剩下部分的代码就比较简单,初始化onnx推理实例,然后完成推理,对结果完成解析,输出推理结果,完整的代码如下:
transform = torchvision.transforms.Compose([
torchvision.transforms.ToTensor(),
torchvision.transforms.Normalize(mean=[0.485, 0.456, 0.406],
std=[0.229, 0.224, 0.225])
])
sess_options = ort.SessionOptions()
# Below is for optimizing performance
sess_options.intra_op_num_threads = 24
# sess_options.execution_mode = ort.ExecutionMode.ORT_PARALLEL
sess_options.graph_optimization_level = ort.GraphOptimizationLevel.ORT_ENABLE_ALL
ort_session = ort.InferenceSession("deeplabv3_mobilenet.onnx", providers=['CUDAExecutionProvider'], sess_options=sess_options)
# src = cv.imread("D:/images/messi_player.jpg")
src = cv.imread("D:/images/master.jpg")
image = cv.cvtColor(src, cv.COLOR_BGR2RGB)
blob = transform(image)
c, h, w = blob.shape
input_x = blob.view(1, c, h, w)
def to_numpy(tensor):
return tensor.detach().cpu().numpy() if tensor.requires_grad else tensor.cpu().numpy()
# compute ONNX Runtime output prediction
ort_inputs = {ort_session.get_inputs()[0].name: to_numpy(input_x)}
ort_outs = ort_session.run(None, ort_inputs)
t1 = ort_outs[0]
t2 = ort_outs[1]
labels = np.argmax(np.squeeze(t1, 0), axis=0)
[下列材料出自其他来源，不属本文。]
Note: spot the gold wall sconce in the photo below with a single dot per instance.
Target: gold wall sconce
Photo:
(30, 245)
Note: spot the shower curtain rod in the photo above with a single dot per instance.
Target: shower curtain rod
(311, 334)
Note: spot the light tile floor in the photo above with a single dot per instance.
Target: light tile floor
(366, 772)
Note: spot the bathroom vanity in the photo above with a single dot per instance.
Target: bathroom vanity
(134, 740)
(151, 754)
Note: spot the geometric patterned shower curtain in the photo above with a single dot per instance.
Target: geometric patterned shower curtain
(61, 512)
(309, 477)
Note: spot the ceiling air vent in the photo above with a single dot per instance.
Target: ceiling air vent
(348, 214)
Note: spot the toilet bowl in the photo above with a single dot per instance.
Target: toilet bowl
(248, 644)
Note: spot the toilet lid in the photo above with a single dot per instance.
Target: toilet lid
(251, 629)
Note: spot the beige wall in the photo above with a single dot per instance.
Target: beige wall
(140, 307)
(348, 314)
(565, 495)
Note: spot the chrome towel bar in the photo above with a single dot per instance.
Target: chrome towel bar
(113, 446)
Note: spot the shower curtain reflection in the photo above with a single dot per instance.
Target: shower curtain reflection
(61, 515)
print(labels.dtype, labels.shape)
red_map = np.zeros_like(labels).astype(np.uint8)
green_map = np.zeros_like(labels).astype(np.uint8)
blue_map = np.zeros_like(labels).astype(np.uint8)
for label_num in range(0, len(label_color_map)):
index = labels == label_num
red_map[index] = np.array(label_color_map)[label_num, 0]
green_map[index] = np.array(label_color_map)[label_num, 1]
blue_map[index] = np.array(label_color_map)[label_num, 2]
segmentation_map = np.stack([blue_map, green_map, red_map], axis=2)
cv.addWeighted(src, 0.8, segmentation_map, 0.2, 0, src)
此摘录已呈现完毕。